Кону Ропуру вдруг показалось, что эта встреча переменит его жизнь. Подобное предчувствие уже было, когда один из тысяч конов, никому не известный инженер Ропур, головокружительно быстро вознесся до второго лица Грассы. Оставалась только одна ступень до вершины, но Ропуру совсем не хотелось становиться главным Ведущим. А предчувствие становилось все явственней. На мгновение Ропур заколебался, не отменить ли прием? Ведущие всех рангов устанавливают свои обязанности сами. Лим словно понял колебания Ропура.

– Он очень волнуется, этот кон. И с ним Несущая жизнь.

Слова Лима разом окончили сомнения. Женщина, готовящаяся даровать миру нового грассианина, – свята на Дороге.

– Проведи.

Дожидаясь просителей, Ропур пытался собрать разбегающиеся мысли. Надвигалось что-то огромное, а он не мог разобрать – темное или светлое? Лим не стал громко докладывать, а шепнул ему на ухо: – кон Фиер и конна Мина.

Первое, что бросалось в глаза в вошедшем,– худоба. Кон Фиер, казалось, состоял только из скелета, на котором неправдоподобно широко сидела и без того просторная парадная темно-фиолетовая мантия кона-ученого.

Когда взгляды Ропура и вошедшего встретились, Ропур содрогнулся. Глаза Фиера не были глазами просителя: в тех всегда читалась надежда, ожидание. Эти же были глазами фанатика, они горели огнем сжигающей Фиера веры. Страшная энергия таилась в этом взгляде... Ропуру понадобилось физическое усилие, чтобы перевести взгляд на конну Мину, полускрытую высокой фигурой спутника. Маленького роста, с уже явно выдающимся животом, она тоже смотрела не так, как обычные просители. В ее глазах Ропур увидел спокойную гордость, сознание своей значительности.

– Я слушаю вас, – сказал Ропур, избегая взгляда ученого. Часто он еще до того, как пришедший заговорит, знал, о чем его будут просить, и сейчас чувствовал что-то необычное.

– Мне надо увидеться с Главным Ведущим Дороги! – требовательно проговорил Фиер. Голос у него был высокий, горловой, и Ропуру почудились в нем трагические нотки певца из "Плача".

– Ровной Дороги! – ответил Ропур доброжелательно.

– Ровной Дороги! – отозвалась Мина и покраснела. Она быстрее мужа почувствовала упрек.

– Ровной Дороги! – сказал ей вслед, как отмахнулся Фиер. – Мне необходимо увидеться с Главным Ведущим!

Странная пара очень заинтересовала кона Ропура.
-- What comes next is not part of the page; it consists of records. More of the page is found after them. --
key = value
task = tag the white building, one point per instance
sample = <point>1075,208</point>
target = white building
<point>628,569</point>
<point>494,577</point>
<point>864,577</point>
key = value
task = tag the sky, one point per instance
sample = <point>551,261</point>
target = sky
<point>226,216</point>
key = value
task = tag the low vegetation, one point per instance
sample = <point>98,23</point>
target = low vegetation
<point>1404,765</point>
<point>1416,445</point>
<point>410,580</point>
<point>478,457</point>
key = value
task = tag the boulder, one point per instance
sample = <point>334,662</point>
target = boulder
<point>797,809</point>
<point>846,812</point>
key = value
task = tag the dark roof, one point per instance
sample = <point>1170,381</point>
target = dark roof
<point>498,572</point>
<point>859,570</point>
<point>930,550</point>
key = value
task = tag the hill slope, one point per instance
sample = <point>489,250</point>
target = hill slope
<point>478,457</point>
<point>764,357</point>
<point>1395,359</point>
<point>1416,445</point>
Он пригласил гостей присесть, нажал клавишу внутренней связи и заказал три бокала тонизирующего напитка из орры – древний знак того, что гость тебе интересен.
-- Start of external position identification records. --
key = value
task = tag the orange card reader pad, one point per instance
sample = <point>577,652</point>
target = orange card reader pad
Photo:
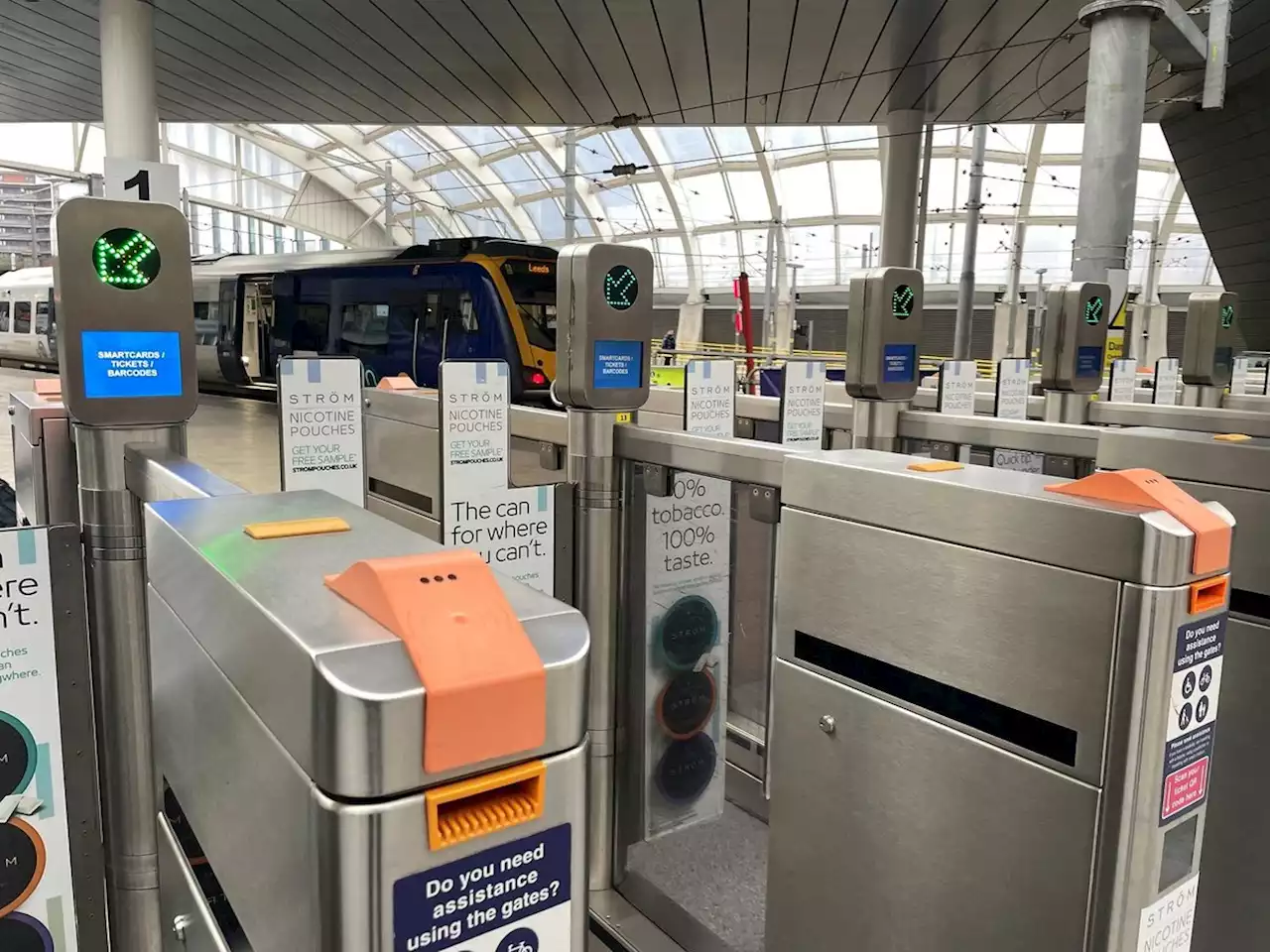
<point>485,683</point>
Пришедший кон не ожидал такого приема. Усадив Мину, он в третий раз повторил свою просьбу, на этот раз именно тоном просьбы.
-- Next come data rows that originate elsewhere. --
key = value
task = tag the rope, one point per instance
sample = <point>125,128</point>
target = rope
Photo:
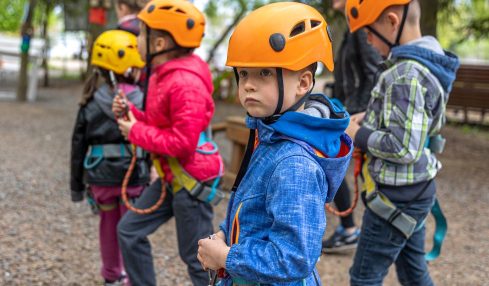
<point>125,183</point>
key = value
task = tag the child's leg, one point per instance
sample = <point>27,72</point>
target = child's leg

– Но если вам нужен Главный Ведущий, уважаемый кон, то не проще ли обратиться к нему? Вы же знаете, что любой грассианин может...

– Знаю, – перебил Фиер. – Но тогда нужно письменно изложить причины, и потом ждать, сочтут ли их достаточно важными. А я...

– Абсолютно правильно, уважаемый! – Кон Ропур намеренно не дал Фиеру договорить. Высокий пост, занимаемый Ропуром, требовал уважения. – У Главного Ведущего слишком много дел, и он не в состоянии выслушивать всех без разбора. Но, между прочим, таков порядок обращения и ко мне, кон!

– Но вы принимаете и просто так. Об этом говорят в Орте на каждом углу, – еще сбавил тон Фиер.

Звякнул колокольчик. Кон Ропур прошел в угол, распахнул дверцу и достал оттуда три чуть подогретых бокала напитка. Первый он с легким поклоном вручил Мине – это не было показным уважением к "несущей жизнь": сам кон Ропур пока не подарил Дороге нового Идущего. С бокалом в руке Фиер окончательно утратил напор и растерянно посмотрел на Мину. Ропур пришел ему на помощь:

– Вас смущает срок рассмотрения прошения?

– И это тоже. Но главное, что прошение будут читать многие.

– Не более пяти.

– И этого много. Мое сообщение перевернет Грассу.

Кон Ропур почувствовал раздражение. Два раза он уже поддержал подобные проекты. Но в первом случае Медицинский центр отверг "Эликсир долголетия" после испытаний, приведших к массовой гибели кротких пушистых монтов, на которых в Грассе издревле практиковались медики. У самого Ропура дома тоже жил ручной монт, и Ропур любил, держа его на коленях, погружать пальцы в голубоватую, теплую шерсть. А во втором случае Ропура спас только положительный отзыв экспертов Инженерного центра. Ужас "Росского взрыва" до сих пор заставлял его кричать по ночам. Цветущая, зеленая Росса превратилась в развалины, вызвав массовый приток неофитов в храмы Учения, – многие и так косились на научные центры. И хотя уроки пошли впрок, кон Ропур все равно выслушал бы Фиера, ради умоляющих глаз Мины.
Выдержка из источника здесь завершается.